While my garden will primarily feature the usual stuff--tomatoes, peppers, corn, squash, etc--it's important to always make room for oddities. And I've found some good ones.
Potatoes from true seed
"Seed potatoes" are small tubers that sprout shoots, eventually yielding a mess of tubers and a lot of above ground foliage. It's the normal way to grow potatoes. Like all root cuttings, they are clones of the parent plant, identical in every way.

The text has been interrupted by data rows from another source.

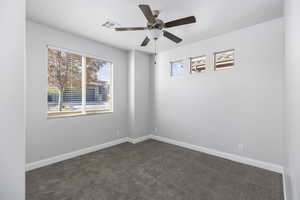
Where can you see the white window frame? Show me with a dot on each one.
(84, 110)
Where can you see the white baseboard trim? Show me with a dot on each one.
(236, 158)
(139, 139)
(240, 159)
(59, 158)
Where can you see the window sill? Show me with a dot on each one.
(88, 113)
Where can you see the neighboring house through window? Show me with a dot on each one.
(78, 84)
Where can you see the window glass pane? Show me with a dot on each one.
(98, 84)
(198, 64)
(224, 59)
(177, 68)
(64, 82)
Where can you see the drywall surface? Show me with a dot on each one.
(139, 104)
(51, 137)
(225, 108)
(12, 142)
(292, 100)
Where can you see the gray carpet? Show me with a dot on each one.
(151, 170)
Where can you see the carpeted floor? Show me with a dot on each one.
(151, 170)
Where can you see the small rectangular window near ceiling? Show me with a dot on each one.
(197, 64)
(177, 68)
(224, 59)
(78, 84)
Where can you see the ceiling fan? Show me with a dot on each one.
(156, 26)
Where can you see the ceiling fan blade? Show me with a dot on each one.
(172, 37)
(131, 28)
(145, 42)
(148, 13)
(182, 21)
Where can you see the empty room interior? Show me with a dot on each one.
(150, 100)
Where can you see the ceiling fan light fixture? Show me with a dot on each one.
(155, 33)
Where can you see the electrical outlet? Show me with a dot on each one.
(241, 147)
(118, 132)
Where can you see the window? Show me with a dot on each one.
(78, 84)
(224, 59)
(197, 64)
(177, 68)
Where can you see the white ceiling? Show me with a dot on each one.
(214, 17)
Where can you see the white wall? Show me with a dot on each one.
(292, 100)
(50, 137)
(139, 104)
(222, 109)
(12, 142)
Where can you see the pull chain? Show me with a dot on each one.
(155, 51)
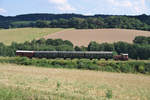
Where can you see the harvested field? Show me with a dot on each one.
(83, 37)
(7, 36)
(65, 84)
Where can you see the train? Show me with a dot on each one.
(71, 54)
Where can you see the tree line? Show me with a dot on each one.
(140, 49)
(76, 21)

Growing potatoes from true seed--the seeds found in the small berries formed by some potatoes after they flower--is much less common. Like all seeds, they're a genetic remix. With most plants, this isn't an issue because different cultivars are stabilized through breeding, allowing you to be fairly confident in what you're going to get from a seed.
Potatoes are trickier. True seeds will sometimes yield plants that don't set tubers at all, or that set them too late for a particular growing season, or that even set very bitter tubers that are kinda poisonous. So growing potatoes from true seed is a crap shoot.
Why take such a risk? Because the genetic diversity of this remarkable Andean plant is extreme, and thus the potential jackpots are really special. If you hit a home run and get really cool potatoes from a seedling, you can save the tubers to use as seed next year and get identical plants. Congrats, you've just bred a whole new type of potato! It can be given a name and propagated indefinitely. That's a pretty cool thing!